Is your treatment center and hospital  offering “cancer specific” support groups?

   The requirement for the Cancer “Club” is a diagnosis. There is an understanding that protects the privacy and integrity of the members. The “Club” allows the participants “cancer specific” discussions that may help in their decision making. Intimacy and sensitivity reflect some of the most vulnerable interactions within this support group. The conversations are universally human, including spouse and partner relationships, children, grandchildren, friends, medical team, treatment options, treatment side effects, facilities, and daily life functions including fun and travel.

   I am a cancer survivor who will never be cancer free. I have a good quality of life and have lived longer than I expected. Very good doctors are responsible for the medical success but vital to my quality longevity has been cancer specific support groups. Participants can range from 2 or 3 to 10 or more at any scheduled meeting that is in person or virtual.
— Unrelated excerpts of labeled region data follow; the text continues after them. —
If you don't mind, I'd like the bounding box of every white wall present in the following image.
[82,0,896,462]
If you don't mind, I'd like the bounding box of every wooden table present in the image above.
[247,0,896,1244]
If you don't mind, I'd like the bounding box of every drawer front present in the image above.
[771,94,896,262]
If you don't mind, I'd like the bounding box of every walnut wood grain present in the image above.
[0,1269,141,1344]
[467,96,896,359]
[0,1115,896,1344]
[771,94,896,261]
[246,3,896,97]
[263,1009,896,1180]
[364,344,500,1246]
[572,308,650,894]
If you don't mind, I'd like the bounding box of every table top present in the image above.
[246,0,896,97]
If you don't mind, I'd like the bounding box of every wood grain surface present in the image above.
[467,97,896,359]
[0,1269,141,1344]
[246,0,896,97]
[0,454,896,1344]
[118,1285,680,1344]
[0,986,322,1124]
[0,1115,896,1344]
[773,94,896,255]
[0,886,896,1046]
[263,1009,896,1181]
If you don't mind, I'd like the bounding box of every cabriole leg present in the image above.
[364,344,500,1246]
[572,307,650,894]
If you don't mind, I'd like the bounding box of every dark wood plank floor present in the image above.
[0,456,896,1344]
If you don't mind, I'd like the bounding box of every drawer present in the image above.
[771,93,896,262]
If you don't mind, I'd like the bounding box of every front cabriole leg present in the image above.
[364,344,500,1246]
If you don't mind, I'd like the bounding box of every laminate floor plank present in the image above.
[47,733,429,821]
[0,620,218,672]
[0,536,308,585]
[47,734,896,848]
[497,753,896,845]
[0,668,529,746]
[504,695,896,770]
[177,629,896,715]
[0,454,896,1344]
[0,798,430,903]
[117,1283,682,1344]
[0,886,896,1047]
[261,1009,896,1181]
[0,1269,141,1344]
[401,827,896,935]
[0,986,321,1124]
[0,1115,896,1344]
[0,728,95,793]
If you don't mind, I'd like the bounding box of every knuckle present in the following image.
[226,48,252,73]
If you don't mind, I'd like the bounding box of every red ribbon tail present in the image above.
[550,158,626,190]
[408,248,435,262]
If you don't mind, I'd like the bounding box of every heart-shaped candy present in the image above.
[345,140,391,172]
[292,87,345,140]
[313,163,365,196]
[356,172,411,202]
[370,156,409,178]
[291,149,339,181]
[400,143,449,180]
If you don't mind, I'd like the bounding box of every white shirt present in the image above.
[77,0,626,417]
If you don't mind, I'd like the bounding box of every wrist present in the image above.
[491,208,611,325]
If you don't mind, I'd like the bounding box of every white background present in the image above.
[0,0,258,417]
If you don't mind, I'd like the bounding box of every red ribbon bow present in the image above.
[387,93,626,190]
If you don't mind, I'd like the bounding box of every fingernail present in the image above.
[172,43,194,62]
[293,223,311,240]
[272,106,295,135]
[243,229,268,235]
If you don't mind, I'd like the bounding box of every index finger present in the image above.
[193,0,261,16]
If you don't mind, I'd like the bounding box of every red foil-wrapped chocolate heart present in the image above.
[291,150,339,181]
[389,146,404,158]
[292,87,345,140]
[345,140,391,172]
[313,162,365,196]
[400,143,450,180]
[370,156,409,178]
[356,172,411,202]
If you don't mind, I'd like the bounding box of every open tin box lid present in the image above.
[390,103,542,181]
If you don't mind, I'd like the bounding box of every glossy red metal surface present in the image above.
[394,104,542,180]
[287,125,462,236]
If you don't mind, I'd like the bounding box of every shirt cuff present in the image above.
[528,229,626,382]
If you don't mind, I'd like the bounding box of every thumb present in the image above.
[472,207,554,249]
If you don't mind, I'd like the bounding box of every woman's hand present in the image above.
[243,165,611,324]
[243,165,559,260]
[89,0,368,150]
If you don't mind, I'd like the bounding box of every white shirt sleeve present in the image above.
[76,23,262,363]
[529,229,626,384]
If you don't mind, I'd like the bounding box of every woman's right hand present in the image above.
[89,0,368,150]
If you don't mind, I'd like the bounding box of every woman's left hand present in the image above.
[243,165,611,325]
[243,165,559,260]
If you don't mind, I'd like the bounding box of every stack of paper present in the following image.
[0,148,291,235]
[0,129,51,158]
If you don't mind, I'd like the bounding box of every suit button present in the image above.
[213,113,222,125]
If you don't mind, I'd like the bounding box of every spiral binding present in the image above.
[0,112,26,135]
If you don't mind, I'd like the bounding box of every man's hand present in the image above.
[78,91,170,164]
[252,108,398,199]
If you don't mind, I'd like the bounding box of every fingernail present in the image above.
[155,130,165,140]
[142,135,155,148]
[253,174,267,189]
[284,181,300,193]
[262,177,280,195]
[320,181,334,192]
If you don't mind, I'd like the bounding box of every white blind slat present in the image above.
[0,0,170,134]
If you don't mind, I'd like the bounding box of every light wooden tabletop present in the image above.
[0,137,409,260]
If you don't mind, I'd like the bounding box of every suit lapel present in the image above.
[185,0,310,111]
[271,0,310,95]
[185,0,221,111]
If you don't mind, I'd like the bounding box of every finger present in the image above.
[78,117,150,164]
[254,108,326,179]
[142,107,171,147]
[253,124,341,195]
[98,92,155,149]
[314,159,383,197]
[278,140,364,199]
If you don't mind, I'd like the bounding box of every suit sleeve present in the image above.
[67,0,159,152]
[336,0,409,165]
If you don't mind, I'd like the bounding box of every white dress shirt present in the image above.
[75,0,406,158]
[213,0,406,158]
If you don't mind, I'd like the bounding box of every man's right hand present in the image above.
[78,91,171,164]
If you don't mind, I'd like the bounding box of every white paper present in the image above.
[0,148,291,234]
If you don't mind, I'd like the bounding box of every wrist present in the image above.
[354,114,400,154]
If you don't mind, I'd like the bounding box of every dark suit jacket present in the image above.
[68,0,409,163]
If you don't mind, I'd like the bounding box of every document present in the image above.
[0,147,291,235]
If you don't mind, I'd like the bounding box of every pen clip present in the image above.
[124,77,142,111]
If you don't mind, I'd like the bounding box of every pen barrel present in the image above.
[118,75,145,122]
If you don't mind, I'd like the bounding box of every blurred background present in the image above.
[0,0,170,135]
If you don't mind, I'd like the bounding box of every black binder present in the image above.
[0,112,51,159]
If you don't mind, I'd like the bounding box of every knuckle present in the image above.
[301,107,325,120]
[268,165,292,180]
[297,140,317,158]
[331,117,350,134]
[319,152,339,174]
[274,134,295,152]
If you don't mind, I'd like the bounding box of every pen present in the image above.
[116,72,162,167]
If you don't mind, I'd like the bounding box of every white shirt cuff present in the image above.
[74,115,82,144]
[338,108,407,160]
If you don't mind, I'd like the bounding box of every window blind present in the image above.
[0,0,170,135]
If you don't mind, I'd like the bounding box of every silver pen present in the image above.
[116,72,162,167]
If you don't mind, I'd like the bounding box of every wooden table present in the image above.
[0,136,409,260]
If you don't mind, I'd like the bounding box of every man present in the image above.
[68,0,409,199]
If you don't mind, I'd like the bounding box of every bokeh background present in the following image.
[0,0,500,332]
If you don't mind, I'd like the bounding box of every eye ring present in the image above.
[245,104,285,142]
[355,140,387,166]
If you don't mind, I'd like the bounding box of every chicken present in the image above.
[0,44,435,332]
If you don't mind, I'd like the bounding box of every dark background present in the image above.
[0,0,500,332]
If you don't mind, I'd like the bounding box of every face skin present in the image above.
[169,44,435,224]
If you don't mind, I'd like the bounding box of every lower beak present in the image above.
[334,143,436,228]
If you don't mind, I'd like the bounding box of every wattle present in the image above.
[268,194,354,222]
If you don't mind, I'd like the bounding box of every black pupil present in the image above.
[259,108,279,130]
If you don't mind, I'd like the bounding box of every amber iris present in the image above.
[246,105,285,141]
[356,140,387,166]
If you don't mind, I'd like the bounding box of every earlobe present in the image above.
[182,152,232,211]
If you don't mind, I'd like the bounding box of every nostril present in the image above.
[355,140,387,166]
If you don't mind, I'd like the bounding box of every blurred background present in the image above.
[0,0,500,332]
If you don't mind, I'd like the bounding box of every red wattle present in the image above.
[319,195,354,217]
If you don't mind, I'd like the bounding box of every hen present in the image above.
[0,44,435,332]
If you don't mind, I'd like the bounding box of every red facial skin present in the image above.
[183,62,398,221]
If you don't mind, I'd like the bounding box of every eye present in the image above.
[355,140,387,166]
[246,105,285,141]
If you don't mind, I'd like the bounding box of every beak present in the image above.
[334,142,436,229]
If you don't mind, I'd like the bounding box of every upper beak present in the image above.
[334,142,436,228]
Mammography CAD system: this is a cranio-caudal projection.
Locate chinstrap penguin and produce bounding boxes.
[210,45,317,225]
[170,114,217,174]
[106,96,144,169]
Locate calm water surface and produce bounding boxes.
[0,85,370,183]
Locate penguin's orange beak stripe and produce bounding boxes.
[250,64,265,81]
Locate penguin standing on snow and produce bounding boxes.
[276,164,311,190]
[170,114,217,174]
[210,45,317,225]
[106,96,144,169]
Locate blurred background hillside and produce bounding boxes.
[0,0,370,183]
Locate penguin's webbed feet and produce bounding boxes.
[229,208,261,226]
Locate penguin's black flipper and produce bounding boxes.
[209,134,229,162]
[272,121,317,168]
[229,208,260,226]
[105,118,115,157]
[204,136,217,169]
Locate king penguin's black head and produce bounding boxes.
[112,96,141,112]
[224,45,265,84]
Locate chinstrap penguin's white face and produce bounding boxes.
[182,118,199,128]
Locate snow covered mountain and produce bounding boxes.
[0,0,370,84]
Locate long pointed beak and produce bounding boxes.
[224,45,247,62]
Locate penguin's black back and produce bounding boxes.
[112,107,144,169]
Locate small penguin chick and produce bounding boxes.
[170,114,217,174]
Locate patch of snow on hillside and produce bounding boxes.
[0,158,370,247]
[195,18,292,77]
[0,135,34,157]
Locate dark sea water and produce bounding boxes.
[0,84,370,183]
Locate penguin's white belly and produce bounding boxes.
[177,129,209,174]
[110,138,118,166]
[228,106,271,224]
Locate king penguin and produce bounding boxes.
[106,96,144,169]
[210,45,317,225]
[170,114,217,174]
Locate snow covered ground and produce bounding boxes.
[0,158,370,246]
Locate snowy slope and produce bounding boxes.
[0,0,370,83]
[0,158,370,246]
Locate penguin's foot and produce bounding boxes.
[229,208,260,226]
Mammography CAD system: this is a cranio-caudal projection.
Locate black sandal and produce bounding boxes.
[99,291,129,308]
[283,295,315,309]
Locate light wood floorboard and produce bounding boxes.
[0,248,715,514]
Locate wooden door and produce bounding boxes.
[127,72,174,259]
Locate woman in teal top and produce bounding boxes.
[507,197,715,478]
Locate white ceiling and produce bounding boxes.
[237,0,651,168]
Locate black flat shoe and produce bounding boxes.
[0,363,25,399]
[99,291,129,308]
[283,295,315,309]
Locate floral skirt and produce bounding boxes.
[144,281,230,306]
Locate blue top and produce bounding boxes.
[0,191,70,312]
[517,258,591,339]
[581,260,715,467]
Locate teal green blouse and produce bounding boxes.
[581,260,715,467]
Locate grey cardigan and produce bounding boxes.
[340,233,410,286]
   What is important after the cancer diagnosis that a medical team can’t be responsible for? What can bring a change in a cancer experience that is one of intelligence, grace and dignity? Cancer treatment is a daunting task for the patient and cancer team. The “secret language” of cancer is an attack on the mind, body and spirit. Is there a place where a cancer survivor is a person and not their diagnosis? The presence of hope can be redefined and sustained through a safe place where “cancer people” can share a non judgemental environment. What does facing cancer alone mean? Alone does not mean supportive doctors and empathetic friends and family. A cancer diagnosis is lonely when you are the only one in your world with it. Support Groups can improve quality of life and survival. Support Groups can reduce anxiety and isolation. They can strengthen survival coping ability. A cancer diagnosis is unique but from treatment to survivorship a cancer specific group can be a  primary source of information and support. This group compliments the medical team who has limited time and resources. 

   A cancer specific group is not one size fits all so it is important to realize you can participate at your comfort zone. I have been a member two groups over five years. The loss and suffering of members can be difficult but I always felt as a fellow survivor that I was part of something important and beyond my diagnosis.

   The Cancer business model for now and the future must do better for the survivor.